On the very top, you will find:

  • Serving size, which is the amount people typically eat at one time.
  • Servings per container, which, for marketing purposes, it’s usually half or less, per container.  You will have to multiply not only the calories, but also the amount of each nutrient displayed by the number of servings to really know the nutritional content.
  • Make your elementary teacher proud and calculate the number of calories per container without using your iPhone and that will give you a good idea if the food is worth eating or not. Four hundred calories per serving of a single food item is considered high calorie.


The High and Low of %Daily Values of Macronutrients

Macronutrients are the nutrients that your body cannot synthesize and needs in large amounts (i.e, single, double or triple digits in grams)  like carbohydrates, proteins, fats, and water.

Whether you are watching your fat, cholesterol, sodium, carbs, dietary fiber or protein intake, the %DV--not the actual amounts in grams– will be your guide. By definition, the %DV tells you how much of a nutrient is in one serving of food, based on a 2000 Kcal diet.

  • Low is 5% or less; aim low in saturated fat, trans fat, cholesterol, sodium and added sugar (the nutrients related to chronic diseases).
  • High is 20% or more; aim high in vitamins, minerals and dietary fiber (the health-related nutrients).

The % DV for protein is not required on the label, but to have a nice estimate, compare it to a high protein food like 1 cup (8oz.) of milk which has 8 grams of protein. If your food product has a similar amount, that’s a decent number.

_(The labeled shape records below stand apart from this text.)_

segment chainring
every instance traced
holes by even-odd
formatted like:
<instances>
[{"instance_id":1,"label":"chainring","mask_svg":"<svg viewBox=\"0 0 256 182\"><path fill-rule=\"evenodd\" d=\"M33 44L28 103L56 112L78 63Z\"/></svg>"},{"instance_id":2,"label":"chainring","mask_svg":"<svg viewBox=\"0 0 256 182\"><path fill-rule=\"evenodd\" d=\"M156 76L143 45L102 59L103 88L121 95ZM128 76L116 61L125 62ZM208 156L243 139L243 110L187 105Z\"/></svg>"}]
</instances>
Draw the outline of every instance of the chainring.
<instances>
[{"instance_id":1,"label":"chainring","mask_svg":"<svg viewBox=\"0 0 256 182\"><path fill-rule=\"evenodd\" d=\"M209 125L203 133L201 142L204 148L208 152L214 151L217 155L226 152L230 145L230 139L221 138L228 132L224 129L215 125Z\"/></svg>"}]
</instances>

A Note about Micronutrients

Micronutrients are also, nutrients that your body cannot synthesize (except for vitamin D and K), but needs smaller amounts (milligrams or micrograms) like vitamins and minerals. Both are needed to support many body processes like brain and heart function, blood sugar and pressure regulation, digestion, reproduction, cell formation, and many others.

The basic differences between vitamins and minerals are that vitamins are organic (have carbon molecules in their structure) and come from plants and animals (that eat plants). Minerals are inorganic (have simpler structures than vitamins) and come from soil and water.

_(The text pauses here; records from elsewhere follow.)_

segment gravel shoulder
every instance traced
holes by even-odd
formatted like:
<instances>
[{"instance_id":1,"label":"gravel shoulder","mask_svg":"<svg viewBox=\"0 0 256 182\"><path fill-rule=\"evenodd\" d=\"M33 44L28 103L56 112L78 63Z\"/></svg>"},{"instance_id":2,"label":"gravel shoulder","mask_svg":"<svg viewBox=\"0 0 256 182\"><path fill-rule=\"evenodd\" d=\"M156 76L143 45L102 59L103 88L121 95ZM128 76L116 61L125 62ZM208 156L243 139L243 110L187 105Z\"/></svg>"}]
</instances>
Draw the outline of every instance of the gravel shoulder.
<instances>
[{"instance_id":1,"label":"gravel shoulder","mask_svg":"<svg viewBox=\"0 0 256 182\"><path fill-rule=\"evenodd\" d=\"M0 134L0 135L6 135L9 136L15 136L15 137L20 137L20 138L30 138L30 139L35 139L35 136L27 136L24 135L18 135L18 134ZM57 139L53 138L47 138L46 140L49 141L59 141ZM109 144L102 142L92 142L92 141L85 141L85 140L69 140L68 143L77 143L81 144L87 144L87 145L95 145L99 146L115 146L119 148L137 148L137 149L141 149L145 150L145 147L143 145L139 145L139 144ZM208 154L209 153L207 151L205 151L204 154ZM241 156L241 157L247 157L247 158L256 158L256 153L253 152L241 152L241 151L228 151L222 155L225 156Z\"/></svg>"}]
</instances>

In the new version, vitamin A  and C were replaced for vitamin D and potassium. According to recent food consumption surveys, it was revealed that Americans didn’t get enough of these micronutrients and they are related to an increased risk of chronic disease. Calcium and iron are the other micronutrients that are important to eat, but usually, we don’t get enough of them; therefore these are known as “nutrients of public health concern”.

  • Important: the higher %DV of micronutrients in your food product, the better.


Check the Ingredient List

A food product with one or more ingredients have an ingredient list and they are listed in order of weight or quantity. The first ingredient is the main one and is going to tell you what your food is made of. If your hazelnut chocolate spread has, as the first ingredient “sugar” and then “vegetable oil” … that means it is mostly made up of those 2 ingredients. It should be named “sugar and vegetable oil” spread, instead. Think twice about eating it. A good rule of thumb is to avoid foods that list sugar as their first ingredient; another golden rule is “the fewer the ingredients, the better.”

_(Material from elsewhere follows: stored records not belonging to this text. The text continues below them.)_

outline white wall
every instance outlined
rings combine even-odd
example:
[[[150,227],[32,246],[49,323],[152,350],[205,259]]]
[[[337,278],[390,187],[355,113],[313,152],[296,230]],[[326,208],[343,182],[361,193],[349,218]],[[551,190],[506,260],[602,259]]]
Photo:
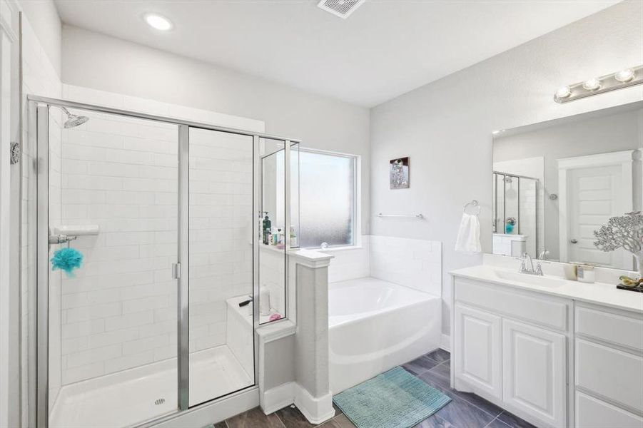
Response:
[[[57,16],[56,17],[57,18]],[[41,44],[41,39],[44,36],[39,35],[30,24],[30,16],[24,16],[22,20],[22,51],[23,51],[23,92],[24,96],[35,94],[44,96],[59,98],[62,92],[60,77],[54,65],[60,61],[59,52],[56,54],[55,49],[48,53]],[[52,16],[49,16],[52,19]],[[36,19],[41,26],[45,21]],[[51,23],[50,23],[51,24]],[[51,26],[55,28],[55,19]],[[51,56],[50,56],[51,55]],[[33,408],[35,402],[30,396],[29,388],[35,388],[35,373],[30,365],[35,357],[35,325],[32,322],[35,312],[36,299],[36,170],[34,168],[36,156],[34,136],[30,135],[29,117],[26,114],[26,101],[24,100],[25,111],[24,112],[23,128],[23,156],[22,163],[22,255],[21,255],[21,367],[22,377],[22,391],[21,397],[23,423],[28,426],[29,411]],[[50,121],[50,138],[52,143],[52,167],[50,175],[52,179],[52,200],[54,203],[51,214],[55,218],[60,216],[60,113],[54,113],[58,122]],[[50,317],[49,330],[49,370],[51,373],[49,384],[50,402],[53,402],[57,395],[61,385],[61,359],[60,359],[60,274],[54,272],[51,275],[51,287],[50,288]],[[31,426],[31,425],[29,425]]]
[[[395,207],[426,220],[375,219],[371,233],[442,241],[447,302],[448,272],[482,260],[453,250],[462,205],[472,199],[482,205],[483,248],[491,248],[492,131],[643,99],[641,86],[563,105],[552,99],[562,84],[640,63],[643,2],[624,1],[374,108],[371,210]],[[390,190],[388,161],[407,156],[410,188]]]
[[[62,26],[53,0],[18,0],[18,3],[29,19],[43,51],[60,76]]]
[[[368,233],[369,111],[74,26],[63,28],[63,81],[253,118],[303,147],[363,156],[362,231]]]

Make educated choices about the things you put into your body. Don’t trust the misleading front labels which are carefully tailored by a marketing team and are focused on selling you a product, not to inform about it. Choose “nutrient dense” food products, that is, foods and beverages with high %DV (20 or more) of dietary fiber, vitamins, and minerals.   Even better, prefer foods that don’t need a label at all!